Todo empezó el verano en que se fue con amigas a Costa Rica, ya recibida en Administración de Empresas en la Universidad Di Tella. Al cabo de tres semanas, sus amigas volvieron; ella se quedó. “Lo decidí un día parada frente al mar. Esa sensación de libertad, el mundo…”. Tenía 23 años. El germen le había aparecido poco antes, cuando dejó de trabajar en Buenos Aires para Disney porque no soportaba estar metida en una oficina.
Con apenas unos dólares y un bolso se fue a Playa del Carmen. Trabajaba en un restaurante, surfeaba, se divertía. Y seguía viajando. “Anduve por todo Centroamérica de mochilera. Estuve como dos años afuera”. Sus padres no salían del asombro. “Les debe haber parecido rarísimo, obvio. Pero siempre me respetaron y apoyaron”.

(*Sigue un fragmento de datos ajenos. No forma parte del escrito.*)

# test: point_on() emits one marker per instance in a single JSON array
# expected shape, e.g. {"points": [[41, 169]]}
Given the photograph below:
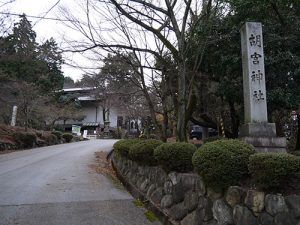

Ya de vuelta en Buenos Aires, se anotó para una visa de trabajo en Nueva Zelanda. Y allí fue. Otra vez empleos de ocasión, olas, fotos, nuevos amigos; entre ellos, el norteamericano Colin Boyd (hoy, 34 años), graduado en filosofía y marketing y, como ella, amante de la vida al aire libre, los viajes y los deportes extremos: competía en snowboard fuera de pista en una selecta liga mundial.
Sin ser muy ducha con los caballos, Sofía se convirtió en guía de cabalgatas por las montañas. Al poco tiempo ya era una experta. “Mi amor era esa conexión con el afuera, con la naturaleza”. Conoció a un riquísimo empresario minero belga que además producía aceite de oliva y tenía un restaurante. Trabajó para él en la administración y haciendo fotos, y se la pasó viajando por Europa. Después recorrió India durante tres meses, mientras su amigo, su más que amigo Colin, le cuidaba en Wanaka a Lola, la perra kiwi que ella había adoptado.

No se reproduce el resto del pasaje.